Die unzulässige Vermischung von Eignungs- und Zuschlagskriterien ergibt sich für einen Bieter nicht schon aus einer bloßen Lektüre der §§ 46 Abs. 3, 58 Abs. 2 VgV. Dementsprechend ist ein Bieter mit einer solchen Rüge nicht ohne weiteres präkludiert und sein Vorbringen in einem Vergabenachprüfungsverfahren regelmäßig zulässig. Zudem existiert kein generelles Doppelverwertungsverbot. So können berufliche Erfahrungen und Referenzen – personen- und unternehmensbezogen – zum einen als Eignungskriterium gefordert werden. Zum anderen können Erfahrungen und Referenzen – sofern aus diesen auftragsbezogene Aussagen abgeleitet werden – auch Bezugspunkt eines Zuschlagskriteriums sein. Das hat die Vergabekammer Baden-Württemberg entschieden.

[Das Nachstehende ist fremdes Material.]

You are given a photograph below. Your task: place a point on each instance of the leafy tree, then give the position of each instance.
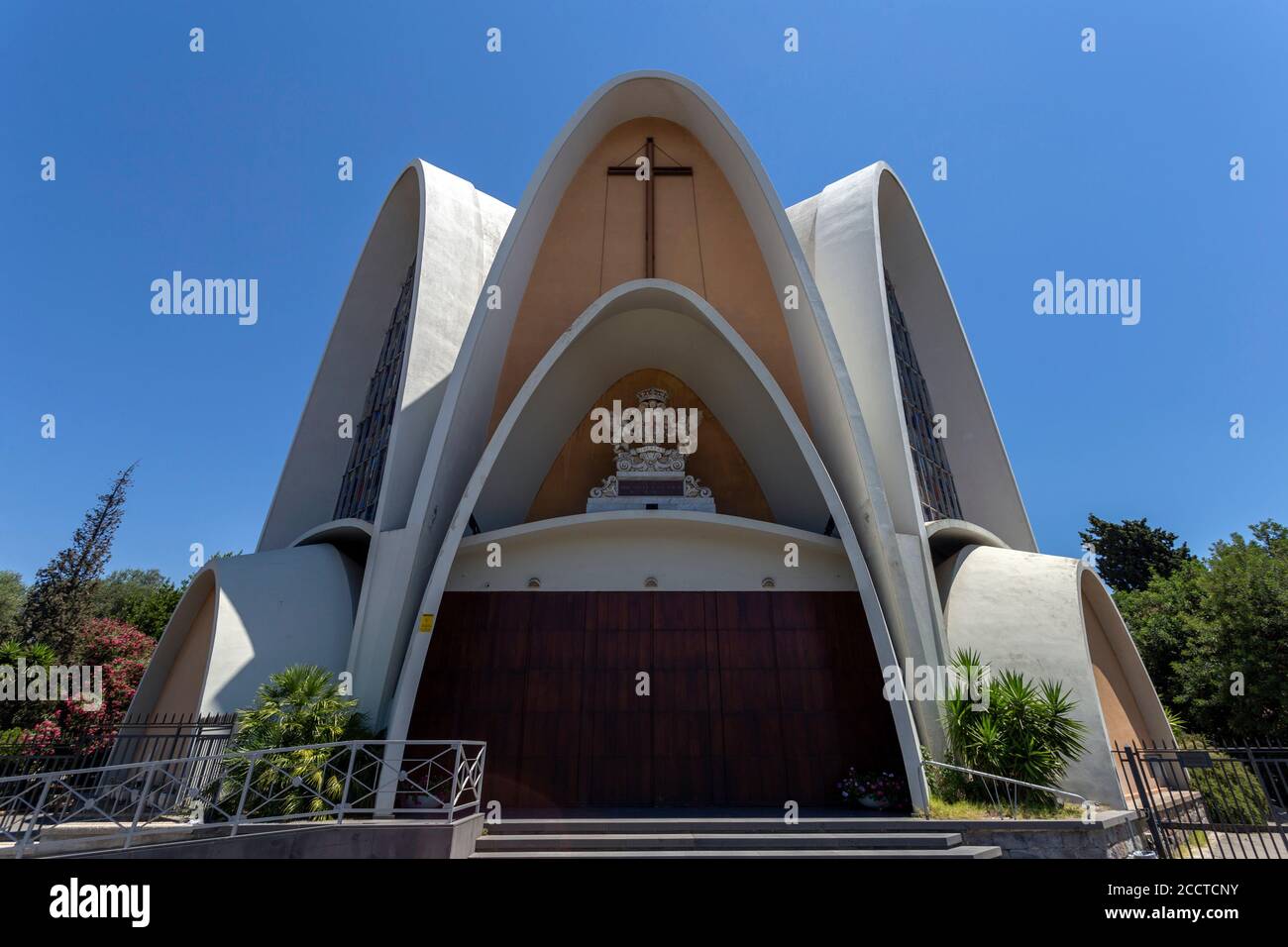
(143, 598)
(1129, 553)
(59, 599)
(299, 706)
(1162, 618)
(1215, 637)
(22, 715)
(12, 595)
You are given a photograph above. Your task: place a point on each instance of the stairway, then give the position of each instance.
(720, 838)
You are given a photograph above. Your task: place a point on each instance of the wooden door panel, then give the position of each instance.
(755, 697)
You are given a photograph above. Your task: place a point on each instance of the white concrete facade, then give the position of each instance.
(357, 590)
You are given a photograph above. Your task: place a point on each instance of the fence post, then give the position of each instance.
(35, 817)
(241, 800)
(138, 809)
(348, 779)
(1144, 796)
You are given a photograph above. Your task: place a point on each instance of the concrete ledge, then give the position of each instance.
(360, 839)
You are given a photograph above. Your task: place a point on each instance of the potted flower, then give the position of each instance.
(874, 789)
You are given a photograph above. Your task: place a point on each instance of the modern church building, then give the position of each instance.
(476, 526)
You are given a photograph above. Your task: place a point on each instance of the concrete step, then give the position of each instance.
(958, 852)
(690, 841)
(697, 826)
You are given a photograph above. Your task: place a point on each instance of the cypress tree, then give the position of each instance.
(60, 596)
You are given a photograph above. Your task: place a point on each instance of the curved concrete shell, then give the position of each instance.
(1050, 617)
(780, 324)
(561, 385)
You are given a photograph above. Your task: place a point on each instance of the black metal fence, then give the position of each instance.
(138, 740)
(1202, 800)
(196, 744)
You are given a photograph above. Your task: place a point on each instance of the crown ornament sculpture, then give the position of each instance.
(651, 475)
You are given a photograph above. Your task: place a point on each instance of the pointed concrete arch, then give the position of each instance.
(462, 433)
(854, 231)
(655, 294)
(449, 231)
(1051, 617)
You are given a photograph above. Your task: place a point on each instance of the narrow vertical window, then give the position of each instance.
(934, 475)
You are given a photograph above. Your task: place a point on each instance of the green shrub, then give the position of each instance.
(1232, 792)
(1026, 731)
(299, 706)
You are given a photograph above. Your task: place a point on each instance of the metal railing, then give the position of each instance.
(133, 802)
(1206, 800)
(1005, 792)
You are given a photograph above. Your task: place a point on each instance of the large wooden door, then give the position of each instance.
(752, 698)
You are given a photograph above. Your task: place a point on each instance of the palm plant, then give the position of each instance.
(299, 706)
(1025, 732)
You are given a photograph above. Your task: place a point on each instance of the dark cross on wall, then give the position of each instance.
(653, 170)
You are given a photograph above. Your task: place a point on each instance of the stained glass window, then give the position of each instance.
(360, 488)
(934, 475)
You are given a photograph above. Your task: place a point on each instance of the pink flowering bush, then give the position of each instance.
(874, 789)
(123, 652)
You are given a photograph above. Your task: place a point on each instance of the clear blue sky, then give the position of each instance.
(1113, 163)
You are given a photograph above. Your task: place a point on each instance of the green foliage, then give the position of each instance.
(1214, 637)
(22, 715)
(297, 706)
(12, 595)
(59, 599)
(143, 598)
(1026, 731)
(1128, 554)
(1232, 792)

VgV §§ 7, 46 Abs. 3, 58 Abs. 2
Sachverhalt
Der Auftraggeber schrieb Verkehrsplanungsleistungen und Projektmanagementleistungen für die Projektphase II zur Errichtung einer regionalen Mobilitätsplattform in einem Verhandlungsverfahren mit vorgeschaltetem Teilnahmewettbewerb aus. Grundlegende Verkehrsplanungsleistungen für die Projektphase I waren in einem vorangegangen Vergabeverfahren ausgeschrieben und zwischenzeitlich erbracht worden. Der in der Projektphase I erfolgreiche Bieter sollte den Zuschlag auch für die Leistungen der Projektphase II erhalten. Vor diesem Hintergrund rügte ein anderer Bieter eine vermeintliche Vorbefassung. Aufgrund der Beteiligung in der Projektphase I habe dieser einen Informationsvorsprung, der gegenüber den weiteren Bietern nicht ausgeglichen worden sei. Des Weiteren vermische der Auftraggeber unzulässig Eignungs- und Zuschlagskriterien, weil die berufliche Erfahrung und Referenzen des vorgesehenen Projektteams sowohl auf der Eignungs- als auch auf der Zuschlagsstufe bewertet werden.
Die Entscheidung
Die Vergabekammer hielt den Nachprüfungsantrag für zulässig. Hervorzuheben ist dabei insbesondere, dass die Rüge der unzulässigen Vermischung von Eignungs- und Zuschlagskriterien nach Ansicht der Vergabekammer nicht präkludiert war, weil für einen durchschnittlichen Bieter ein möglicher Vergaberechtsverstoß nicht erkennbar sei. Insofern trat die Vergabekammer der bisherigen Rechtsprechung des OLG Karlsruhe entgegen, die allerdings noch zur alten Rechtslage erging (OLG Karlsruhe, Beschluss vom 05.11.2014 – 15 Verg 6/14). Der Vergabesenat des OLG Karlsruhe hatte seinerzeit entschieden, dass eine Erkennbarkeit vorliege, wenn ein Thema seit langer Zeit Gegenstand vergaberechtlicher Rechtsprechung und bereits – über die juristischen Fachkreise hinaus – geführter öffentlicher Diskussionen und Hinweise sei. Genau dies sei bei der Vermischung von Zuschlags- und Eignungskriterien mittlerweile der Fall (in derselben Weise entschied zuvor das OLG München, Beschl. v. 25.07.2013 – Verg 7/13).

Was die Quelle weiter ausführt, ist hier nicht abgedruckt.